Evolution de la discipline et de l’autorité dans le temps
Les concepts d’autorité et de discipline ont beaucoup évolué au cours des siècles. Jusqu’au XIVème siècle, la discipline était considérée comme étant un « châtiment », une punition imposée par le maintien de la règle. A cette époque, le maître utilisait la violence en se servant d’objets comme le fouet ou la règle pour taper sur les doigts des élèves ou encore en utilisant des mesures vexatoires comme par exemple le « bonnet d’âne ». L’enseignant était vu comme une personne sévère avec laquelle il valait mieux ne pas bouger. La plupart des témoignages d’enseignants vont dans le sens d’une sévérité plus grande autrefois qu’aujourd’hui. Selon mon parcours d’élève, les enseignants qui se trouvaient en fin de carrière étaient plus sévères que les nouvelles générations d’enseignants. Ils étaient justes mais n’hésitaient pas à recourir à des méthodes plus vigoureuses, comme arracher des feuilles de cours ou faire recopier des pages de dictionnaire. De nos jours, les enseignants sont beaucoup plus réticents face à ce genre de méthodes. Actuellement, la loi interdit tout acte violent sur les élèves et toute parole désobligeante peut entrainer des plaintes envers l’enseignant. Il y a donc une évolution évidente dans la manière de gérer les classes par les enseignants. Il est ainsi légitime de se demander si nous allons dans la bonne direction et de comprendre pourquoi les enseignants étaient plus sévères auparavant.
Il semblerait que les attentes des parents vis à vis de l’école sont différentes. Avant, les parents envoyaient leurs enfants à l’école pour que les enseignants les « dressent ». L’autorité était la première qualité espérée chez le maître. On recherchait des enseignants sévères et exigeants. Aujourd’hui, les parents recherchent plutôt des enseignants protecteurs et à l’écoute. Les parents n’éduquent plus leurs enfants de la même manière. L’école s’adapte donc en fonction de l’évolution de notre société. Auparavant, les enseignants apportaient les connaissances intellectuelles, actuellement, ils doivent également éduquer les enfants aux bonnes manières, au savoir-vivre et aux usages de la société.
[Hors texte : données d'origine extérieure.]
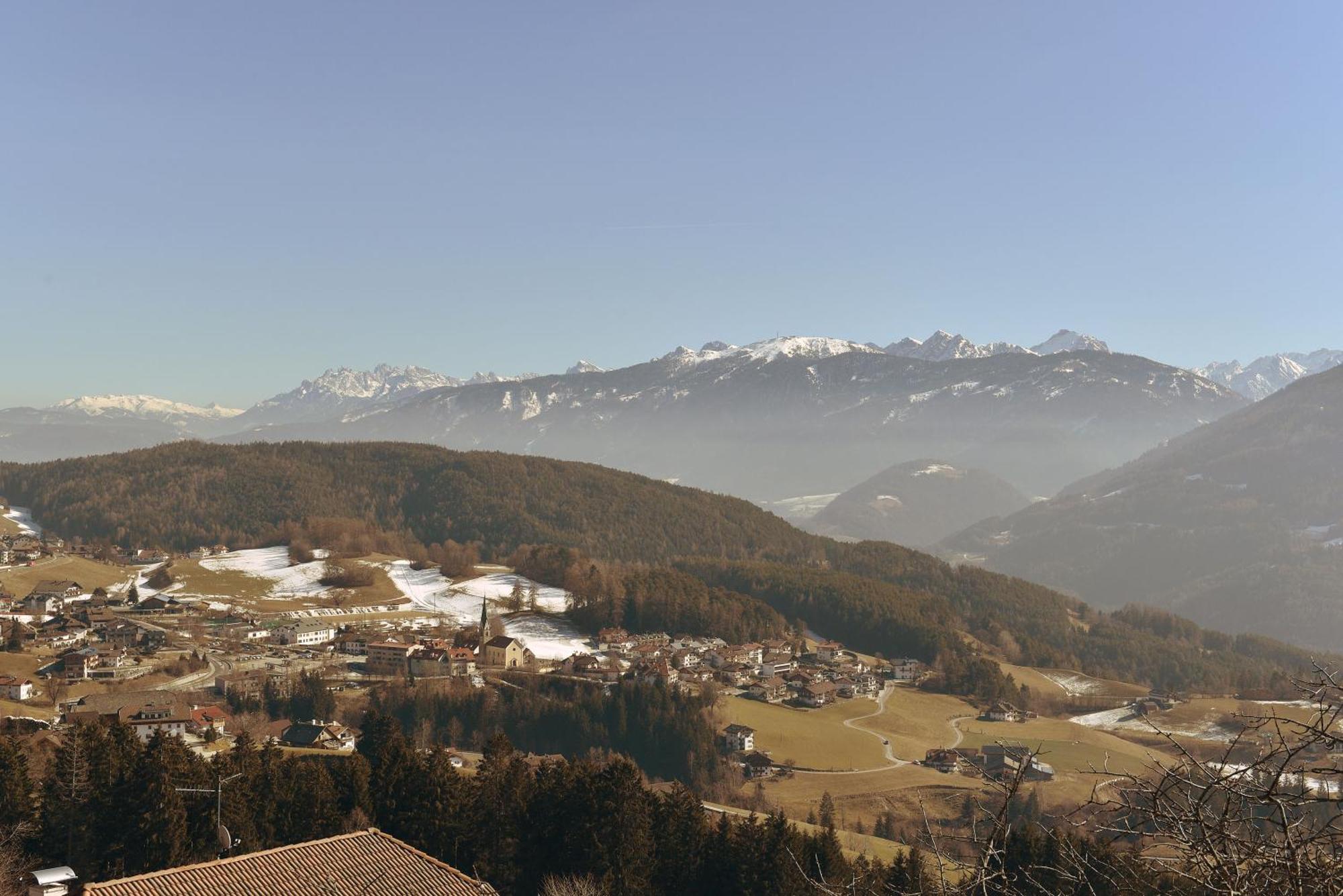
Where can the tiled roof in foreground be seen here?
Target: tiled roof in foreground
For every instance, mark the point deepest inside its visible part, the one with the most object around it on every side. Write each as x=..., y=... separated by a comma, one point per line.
x=366, y=862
Les enfants d’autrefois apprenaient aussi à vivre en groupes dans d’autres circonstances que la scolarité, mouvement de scoutisme, activités dans l’église, etc… Ces paramètres ont changé, ce qui entraîne une plus grande implication de l’école dans l’éducation globale de l’enfant. Toutefois, il reste essentiel de considérer que tout enfant, en l’occurrence tout élève a besoin d’un cadre sur lequel il va buter. Sans ce cadre, il ne peut se construire et cela génère de l’angoisse pour certains d’entre eux. Comment donc concilier autorité et bienveillance ?
Définition de la discipline et de l’autorité
Le terme discipline a pour racine « disciplina » en latin. En ancien français, ce terme signifie : punition, ravage et douleur. A l’origine, la discipline était un châtiment, une punition imposée par le maintien de la règle. Aujourd’hui, dans le langage courant, la discipline est une règle de conduite commune aux membres d’un groupe. La discipline permet de faire régner le bon ordre au sein d’une collectivité. Elle permet donc de gérer un groupe et d’offrir un climat de classe agréable pour chacun et propice à un bon apprentissage. Toutefois, même les enseignants les plus autoritaires rencontreront dans leur carrière des problèmes de discipline. L’adolescence est une période compliquée. Durant cette période, le jeune est dans un processus d’autonomisation sur le plan purement psychique et il se met à osciller entre des pensées, des émotions et des désirs contraires. (Richoz, 2009). Les adolescents refusent ce que disent les parents et les enseignants. Ce conflit avec le monde adulte est un passage normal pour le développement de jeunes adultes en devenir. Les problèmes liés à l’indiscipline sont souvent une source d’angoisses pour les enseignants. Toutefois, il est possible de les diminuer en faisant preuve d’autorité. Le terme autorité vient de la racine latine « auctor», l’auteur, celui qui agit, ce qui a donné en latin « auctorictas ». L’auteur est celui qui est dépositaire de l’autorité.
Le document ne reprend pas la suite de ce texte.